Table of Contents for Crisis!

Crisis!
When Political Parties Lose the Consent to Rule
Cedric de Leon

1.The Crisis Sequence

What explains the timing of political crises? Specifically, given the long-standing clash between pro- and antislavery interests since the American Revolution, why did the American Civil War begin in 1861 and not before? And why, despite long-standing trends in globalization, economic inequality, and immigration, is the Far Right coming to power only now? This chapter outlines the shared logic of both political crises, namely, that their timing depended on the sequence of partisan reactions and counterreactions following a challenge to the mainstream party system.

2.The Appeal of Manifest Destiny.

The antebellum or Jacksonian two-party system was designed to avoid the politicization of slavery. But beginning in 1844, a new generation of Democrats advanced a legislative agenda based on Manifest Destiny, the notion that Americans were preordained by God to colonize the present-day continental United States and beyond. These so-called Young America Democrats hoped to oust their party elders by promising landless white voters a life of economic independence out West. Manifest Destiny, however, threatened to undo the party system and the slaveholding republic, because it raised the question of whether slavery would be permitted in the new territories.

3.The Tug of Unionism.

The resulting colonization of what was then still northern Mexico touched off a bitter debate over whether slavery could be established there. White voters who had been seduced by the promise of Manifest Destiny thus remained in landless limbo, while the party system split into numerous factions. This chapter explains how the Whig Party exploited the political turmoil by offering a presidential candidate and a compromise that would preserve the Union. The Whigs rode the message of unionism back to power, roundly defeating the Democrats and reabsorbing the pro- and antislavery factions back into the mainstream party system.

4.The End of the Slaveholding Republic.

This chapter suggests that the Whigs' reabsorption strategy backfired badly. The victory of unionism had the unintended effect of ending factional strife in the Democratic Party. Once back in power, the reunified Democrats doubled down on the politics of territorial expansion and passed the 1854 Kansas-Nebraska Act, which reignited the debate over slavery by allowing voters to decide whether territories, even in the North, would be free or slave. The Democratic resurgence and the Kansas-Nebraska Act led to two competing Whig counterreactions that tore the Union apart and led directly to the Civil War.

5.The Contradictions of the New Deal.

In contrast to antebellum Democrats, Depression-era Democrats were able to contain the challenge posed by militant trade unions and third parties like the Farmer-Labor and Communist parties.
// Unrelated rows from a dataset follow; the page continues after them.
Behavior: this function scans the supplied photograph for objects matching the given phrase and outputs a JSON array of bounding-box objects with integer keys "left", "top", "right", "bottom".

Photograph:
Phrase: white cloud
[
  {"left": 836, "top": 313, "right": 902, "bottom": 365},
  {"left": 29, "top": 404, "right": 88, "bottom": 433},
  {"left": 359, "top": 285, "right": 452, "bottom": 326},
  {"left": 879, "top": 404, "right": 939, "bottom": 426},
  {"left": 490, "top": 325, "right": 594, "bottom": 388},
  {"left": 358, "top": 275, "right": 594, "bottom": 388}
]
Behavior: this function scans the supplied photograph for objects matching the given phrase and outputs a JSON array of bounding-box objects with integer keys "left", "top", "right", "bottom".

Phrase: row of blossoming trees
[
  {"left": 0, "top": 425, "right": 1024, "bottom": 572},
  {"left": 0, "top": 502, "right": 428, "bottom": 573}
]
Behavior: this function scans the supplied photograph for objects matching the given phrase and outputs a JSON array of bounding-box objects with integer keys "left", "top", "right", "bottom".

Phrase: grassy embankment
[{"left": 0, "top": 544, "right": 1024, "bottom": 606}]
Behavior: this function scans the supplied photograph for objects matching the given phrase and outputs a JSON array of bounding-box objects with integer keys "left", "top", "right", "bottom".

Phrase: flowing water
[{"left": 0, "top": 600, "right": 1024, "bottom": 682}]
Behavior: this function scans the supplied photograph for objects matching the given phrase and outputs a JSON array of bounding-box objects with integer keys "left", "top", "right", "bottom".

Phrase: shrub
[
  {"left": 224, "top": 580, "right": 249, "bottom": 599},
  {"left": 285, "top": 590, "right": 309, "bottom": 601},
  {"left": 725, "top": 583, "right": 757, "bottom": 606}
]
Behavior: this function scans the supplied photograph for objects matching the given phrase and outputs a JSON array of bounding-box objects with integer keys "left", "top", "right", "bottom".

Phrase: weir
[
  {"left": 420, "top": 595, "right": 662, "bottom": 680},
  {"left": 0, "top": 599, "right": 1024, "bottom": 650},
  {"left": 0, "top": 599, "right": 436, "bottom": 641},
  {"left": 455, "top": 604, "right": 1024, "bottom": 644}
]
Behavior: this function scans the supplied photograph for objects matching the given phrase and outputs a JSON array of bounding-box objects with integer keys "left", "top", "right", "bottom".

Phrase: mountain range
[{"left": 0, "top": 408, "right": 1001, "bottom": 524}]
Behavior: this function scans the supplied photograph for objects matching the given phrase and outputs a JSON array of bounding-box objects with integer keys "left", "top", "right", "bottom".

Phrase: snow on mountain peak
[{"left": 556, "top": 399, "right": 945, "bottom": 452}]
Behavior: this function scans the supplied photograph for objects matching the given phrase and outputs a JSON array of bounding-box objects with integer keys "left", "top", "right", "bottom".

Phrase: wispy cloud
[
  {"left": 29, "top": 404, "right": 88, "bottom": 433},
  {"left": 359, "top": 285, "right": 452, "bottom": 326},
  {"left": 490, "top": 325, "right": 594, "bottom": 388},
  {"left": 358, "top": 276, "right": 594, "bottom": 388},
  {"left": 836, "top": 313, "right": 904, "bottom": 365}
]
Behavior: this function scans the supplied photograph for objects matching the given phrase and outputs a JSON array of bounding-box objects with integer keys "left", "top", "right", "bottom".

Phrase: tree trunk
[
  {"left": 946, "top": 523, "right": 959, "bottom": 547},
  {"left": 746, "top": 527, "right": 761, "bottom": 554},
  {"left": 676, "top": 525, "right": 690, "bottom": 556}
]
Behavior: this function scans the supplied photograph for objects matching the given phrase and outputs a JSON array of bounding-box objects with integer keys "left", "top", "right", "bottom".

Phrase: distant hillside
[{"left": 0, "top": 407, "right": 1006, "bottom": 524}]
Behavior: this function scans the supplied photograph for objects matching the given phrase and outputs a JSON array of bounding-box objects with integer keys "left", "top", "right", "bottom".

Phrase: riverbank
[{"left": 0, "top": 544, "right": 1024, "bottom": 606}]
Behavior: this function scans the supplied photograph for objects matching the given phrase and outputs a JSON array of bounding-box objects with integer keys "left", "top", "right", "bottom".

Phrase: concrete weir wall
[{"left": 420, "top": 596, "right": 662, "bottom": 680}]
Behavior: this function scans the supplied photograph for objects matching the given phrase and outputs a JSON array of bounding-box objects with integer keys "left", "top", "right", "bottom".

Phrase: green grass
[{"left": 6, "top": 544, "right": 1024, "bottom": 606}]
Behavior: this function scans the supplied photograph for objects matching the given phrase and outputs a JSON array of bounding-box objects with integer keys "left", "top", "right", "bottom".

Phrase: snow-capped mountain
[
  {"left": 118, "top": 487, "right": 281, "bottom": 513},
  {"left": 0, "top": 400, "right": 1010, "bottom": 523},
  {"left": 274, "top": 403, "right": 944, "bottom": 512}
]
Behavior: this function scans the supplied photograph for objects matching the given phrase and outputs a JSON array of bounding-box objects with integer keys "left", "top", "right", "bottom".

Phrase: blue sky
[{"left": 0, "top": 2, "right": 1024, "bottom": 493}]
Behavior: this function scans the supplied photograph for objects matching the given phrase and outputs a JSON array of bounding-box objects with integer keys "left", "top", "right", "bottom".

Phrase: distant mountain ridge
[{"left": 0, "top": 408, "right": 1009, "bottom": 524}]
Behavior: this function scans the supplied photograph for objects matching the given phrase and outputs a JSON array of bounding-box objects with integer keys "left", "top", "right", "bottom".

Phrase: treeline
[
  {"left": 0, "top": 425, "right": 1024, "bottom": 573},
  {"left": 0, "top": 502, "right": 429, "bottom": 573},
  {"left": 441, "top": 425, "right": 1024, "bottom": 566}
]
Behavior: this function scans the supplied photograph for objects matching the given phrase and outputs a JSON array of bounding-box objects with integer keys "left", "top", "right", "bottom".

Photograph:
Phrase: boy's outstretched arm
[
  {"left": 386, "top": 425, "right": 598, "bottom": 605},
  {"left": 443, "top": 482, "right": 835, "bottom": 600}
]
Though the New Deal is often seen as the golden age of social democratic politics in the United States, this chapter argues that the Democrats used collective bargaining laws and social programs to divide and then reabsorb renegade workers into mainstream institutional politics. This was the class contradiction underpinning the New Deal, but the New Deal also contained important racial contradictions, for it reserved many of its benefits for white Americans. When the Democrats later promised to close these racial loopholes through civil rights legislation, the Republicans rose to power by promising to maintain whites' privileged access to New Deal programs and by undermining the power of the state to intervene in the market.

6.The Miseducation of Barack Obama.

In the midst of the Great Recession, Barack Obama's insurgent campaign for the Democratic presidential nomination promised a New New Deal. The postracial neoliberal establishment of both parties did not take this challenge to their power lightly, however. They moved swiftly to reabsorb the president into mainstream politics. From the left, Clinton Democrats infiltrated the Obama administration from inside the White House. From the right, the Republican congressional leadership sought to harness the grassroots energy of the Tea Party to block the Obama agenda. By 2010, the Obama administration had embraced the status quo.

7.The Election of Donald Trump.

This chapter suggests that the establishment's reabsorption strategy backfired. The Obama administration's neoliberal turn ensured that social inequalities grew and festered, leading to three left-wing insurgencies: Occupy Wall Street, Black Lives Matter, and the Bernie Sanders campaign. On the right, the introduction of the Tea Party into the halls of power encouraged the proliferation and intransigence of the Far Right, most famously of the "birthers" and Donald Trump himself. The resulting factionalization of the GOP ensured that no one conservative candidate could defeat Donald Trump's campaign for the Republican nomination. Subsequently, young voters, union members, and black voters who were alienated from the Democratic establishment either defected from the Democratic Party in the 2016 presidential campaign or stayed home on election day. This perfect storm led to the election of Donald Trump.

8.The Paths out of Crisis.

This chapter explores the potential paths out of our present crisis. There is evidence to suggest that the United States is on a path of Caesarism, or rule by an authoritarian charismatic figure. There is also evidence that neoliberals within the Republican Party may succeed in containing Donald Trump's seemingly antineoliberal agenda. Less clear is a progressive path. The chapter ends with an alternative agenda based on the concept of economic democracy. Economic democracy is an intersectional vision of solidarity, in which the struggle for economic justice is inseparable from the fight for racial and gender equity.